Ils ne peuvent donc reprocher au notaire de ne pas les avoir informés de ce risque.
Quant à l'opportunité économique de l'opération, le devoir de conseil du notaire porte sur la prévention des risques juridiques attachés à l'opération, et non sur le risque économique induit lorsque, comme en l'espèce, celui-ci est explicitement énoncé par les termes même de l'engagement souscrit.
En s'assurant de l'absence de toute procédure collective visant Mme [A], le notaire a implicitement souligné le risque financier attaché à l'opération, de sorte que les époux [Y] ne peuvent se plaindre d'avoir ignoré celui-ci.

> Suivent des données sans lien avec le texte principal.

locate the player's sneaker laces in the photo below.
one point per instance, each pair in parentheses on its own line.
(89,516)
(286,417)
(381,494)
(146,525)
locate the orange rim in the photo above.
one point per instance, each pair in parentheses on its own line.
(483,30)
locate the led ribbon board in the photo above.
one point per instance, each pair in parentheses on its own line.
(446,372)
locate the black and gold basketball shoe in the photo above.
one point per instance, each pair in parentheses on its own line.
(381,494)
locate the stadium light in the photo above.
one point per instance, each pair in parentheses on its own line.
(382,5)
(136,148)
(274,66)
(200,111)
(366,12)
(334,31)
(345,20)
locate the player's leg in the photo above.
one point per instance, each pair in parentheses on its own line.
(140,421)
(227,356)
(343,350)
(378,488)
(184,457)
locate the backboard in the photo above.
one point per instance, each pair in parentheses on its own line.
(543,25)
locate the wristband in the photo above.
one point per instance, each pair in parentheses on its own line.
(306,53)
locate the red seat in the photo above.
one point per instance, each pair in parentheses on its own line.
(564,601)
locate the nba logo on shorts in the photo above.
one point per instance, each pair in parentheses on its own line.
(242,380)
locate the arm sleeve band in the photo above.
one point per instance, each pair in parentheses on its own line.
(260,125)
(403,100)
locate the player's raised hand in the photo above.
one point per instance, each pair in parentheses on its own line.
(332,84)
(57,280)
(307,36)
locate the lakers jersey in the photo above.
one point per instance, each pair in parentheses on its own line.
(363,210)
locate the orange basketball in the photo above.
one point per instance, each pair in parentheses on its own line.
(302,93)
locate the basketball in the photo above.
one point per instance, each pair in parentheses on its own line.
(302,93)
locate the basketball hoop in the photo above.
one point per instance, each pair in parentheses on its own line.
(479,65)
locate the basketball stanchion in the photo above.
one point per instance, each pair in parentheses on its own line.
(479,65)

Enfin, à supposer que le notaire ait commis une faute, les époux [Y] ne démontrent pas le préjudice dont ils demandent réparation, puisqu'ils se contentent, sans le démontrer, d'affirmer que Mme [A] est insolvable et qu'ils sont dans l'impossibilité de recouvrer leur créance.
Au regard de ces éléments, c'est à juste titre que le premier juge les a déboutés de leurs demandes à l'encontre du notaire.
Sur les dépens et frais irrépétibles
Les dispositions du jugement relatives aux dépens et aux frais irrépétibles sont confirmées.
Mme [A], qui succombe, supportera la charge des entiers dépens d'appel et n'est pas fondée à solliciter une indemnité au titre des dispositions de l'article 700 du code de procédure civile.
L'équité justifie d'allouer aux époux [Y] une indemnité de 3 000 € au titre des frais irrépétibles exposés devant la cour.
S'agissant du notaire, il a été appelé en cause à tort par les époux [Y]. Ceux-ci, qui succombent dans leurs demandes à son encontre, seront, en conséquence, condamnés à lui payer une indemnité de 3 000 € en application de l'article 700 du code de procédure civile au titre des frais exposés devant la cour.
PAR CES MOTIFS
La cour, statuant publiquement, par arrêt contradictoire et en dernier ressort
CONFIRME en toutes ses dispositions soumises à la cour le jugement rendu par le tribunal judiciaire de Grasse le 7 juillet 2020 ;
Y ajoutant,
DÉBOUTE Mme [F] [A] de sa demande en application de l'article 700 du code de procédure civile, au titre des frais irrépétibles qu'elle a exposés devant la cour ;
CONDAMNE Mme [F] [A] à payer à M. [E] [Y] et Mme [B] [Z] épouse [Y], ensemble, une indemnité de 3 000 € en application de l'article 700 du code de procédure civile, au titre des frais exposés par ceux-ci devant la cour ;
CONDAMNE M. [E] [Y] et Mme [B] [Z] épouse [Y] à payer à la SCP Jean Chretien Alban Bindelli Laurence Vinai une indemnité de 3 000 € en application de l'article 700 du code de procédure civile, au titre des frais exposés par celle-ci devant la cour ;
Condamne Mme [F] [A] aux entiers dépens d'appel et accorde aux avocats qui en ont fait la demande le bénéfice de l'article 699 du code de procédure civile.